Mimosa Poached Pear with Summer Berries

What a great way to start the summer season. Use any type of berry you prefer in this dessert and if desired, replace the champagne with Grand Marnier for a more citrus pronounced flavor. Enjoy this phenomenally flavored dessert cold, as directed below, or warmed up when served with ice cream.

Ingredients

For 2 people

Recipe

  • 1 firm pear
  • 1 1/2 cups mixed berries, fresh or frozen *
  • 1/4 cup sugar
  • 1 1/2 cups orange juice
  • 1/4 cup champagne or orange flavored liqueur
  • Ice cream if desired

Mimosa Poached Pear with Summer Berries Directions

  1. Peel pear and cut in half vertically while keeping the stem on one of the halves. Core each half carefully with a teaspoon; set aside pear. Add berries, sugar and juice in a large skillet. Bring to a boil over medium heat while stirring once or twice.
  2. Once boiling, remove berries with slotted spoon into a bowl; set aside.
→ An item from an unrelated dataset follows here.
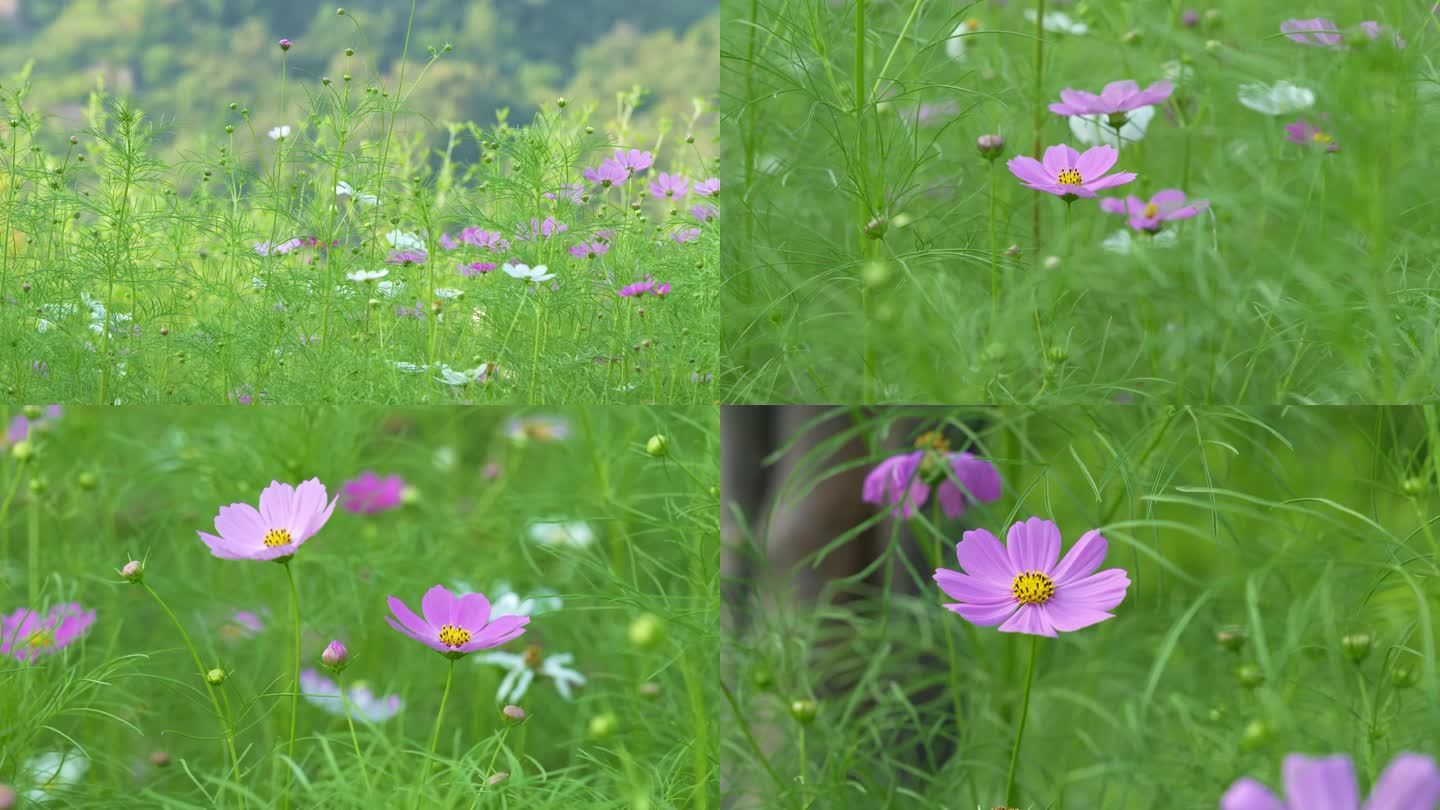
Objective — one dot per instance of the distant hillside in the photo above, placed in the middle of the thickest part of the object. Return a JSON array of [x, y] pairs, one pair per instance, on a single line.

Add pear halves, cover, reduce to low and simmer 20 minutes, or until pear is tender, but not falling apart. Turn pear over halfway through cooking.
  3. Remove pear to a plate; set aside. Increase heat to medium, uncover and boil juice until reduced to about 1/2 cup, stirring frequently. It will thicken substantially. Stir in champagne and transfer to a shallow bowl. Slice pears from a half-inch down from stem end to the bottom. Place pears back into reduction, along with berries.
  4. Cover and refrigerate at least 3 hours, spooning sauce over pear halfway through cooling time, or simply, and carefully, flip over.
  5. To serve, place a mound of your favorite ice cream in each of 2 bowls along with a pear halves and equal amounts of berries with thickened juice.
  6. * I used the frozen mixed berries, which consisted of raspberries, blueberries, strawberries and black berries.